Ricardo didn't mention what the church would think of people who heard voices, angelic or otherwise. "Senor, I think I should tell you, I've been keeping the eyes of the church away from this side of the hill for some time now. I don't know how much longer I can manage it. The church is cleansing the heretics from--"
"The heretics are running the church," Gravas corrected roughly. "The evil in this country is not a monster eating children, or witches casting spells. The evil sits on the throne! You come here to help me?! You don't even know what side you're on!"
Ricardo didn't care much for the gypsy's suddenly accusatory tone. Gravas pulled Ricardo's hand closer. "The Great Spirits told us to come here," he told the soldier. "They told us to offer our help to you. The time for the end of Torquemada's church is at hand. You two will end it -- end the injustice, the bloodshed. You have the power to destroy them all." The old gypsy ended this sentence with a rusty, triumphant, somewhat unsettling laugh that rattled the masks on the walls.

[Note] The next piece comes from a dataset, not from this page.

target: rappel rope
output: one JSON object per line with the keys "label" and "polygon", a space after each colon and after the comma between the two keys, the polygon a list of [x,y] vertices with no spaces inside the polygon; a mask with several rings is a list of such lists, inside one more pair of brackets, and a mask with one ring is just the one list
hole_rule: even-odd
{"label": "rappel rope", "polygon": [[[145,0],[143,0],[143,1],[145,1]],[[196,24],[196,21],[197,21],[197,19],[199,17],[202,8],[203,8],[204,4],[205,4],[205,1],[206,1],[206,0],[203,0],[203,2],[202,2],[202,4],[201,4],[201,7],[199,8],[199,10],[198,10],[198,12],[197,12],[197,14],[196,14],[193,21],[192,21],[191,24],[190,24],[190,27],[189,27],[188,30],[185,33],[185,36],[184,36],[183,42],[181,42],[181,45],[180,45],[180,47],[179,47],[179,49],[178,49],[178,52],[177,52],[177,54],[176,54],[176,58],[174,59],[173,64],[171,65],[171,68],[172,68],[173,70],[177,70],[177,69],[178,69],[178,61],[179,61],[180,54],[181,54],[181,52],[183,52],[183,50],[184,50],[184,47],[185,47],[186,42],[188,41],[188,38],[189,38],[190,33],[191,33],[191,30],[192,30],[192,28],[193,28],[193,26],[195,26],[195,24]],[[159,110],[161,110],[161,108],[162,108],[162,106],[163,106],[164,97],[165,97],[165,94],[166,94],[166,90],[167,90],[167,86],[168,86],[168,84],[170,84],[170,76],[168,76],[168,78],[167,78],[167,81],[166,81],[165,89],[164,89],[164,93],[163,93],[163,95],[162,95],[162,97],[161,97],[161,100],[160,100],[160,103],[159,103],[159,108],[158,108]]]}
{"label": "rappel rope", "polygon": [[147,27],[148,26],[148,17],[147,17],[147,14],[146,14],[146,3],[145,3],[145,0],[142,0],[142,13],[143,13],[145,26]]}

It all sounded a little too close to blasphemy for Ricardo's liking. "It sounds to me," he said carefully, "next you'll be saying there's no God."
Old Gravas leaned forward. The steeliest glint was in those ancient eyes. "There is," he spoke unequivocally. "But the men you've chosen to worship are not Him."
He sat back, bones creaking. "You have power," he insisted. "I can see a great amount of energy in you both, but particularly in you, bonita." He looked to Pan. "Your priests tell you it is evil because they know you will destroy their corruption. They know who you are. And they will fight you, make no mistake. You must let me teach you how to use your powers so you can defend yourselves." He squeezed their hands so tightly that Ricardo's bones creaked. "There are no accidents, children. You have been sent to save us." Tears were forming in the old man's rheumy eyes, his gnarled hands shook. "You will save us all," he repeated, as though he were praising God.
************
Ricardo enjoyed his life.
It was a simple life, clean-cut, black and white. There were always two sides to everything. There were good people and evil people, on the side of God or against. There were the weak, and the strong who had to defend them. Good and evil, smart and foolish, right and wrong. The universe operated so simply that he was surprised he was the only one who could see it. Perhaps it was a great spinning mass of confusion to everyone else, but to him it all worked, it all connected, it was all part of a greater whole. Everything had purpose and meaning -- sometimes more than one meaning. His sword, for example.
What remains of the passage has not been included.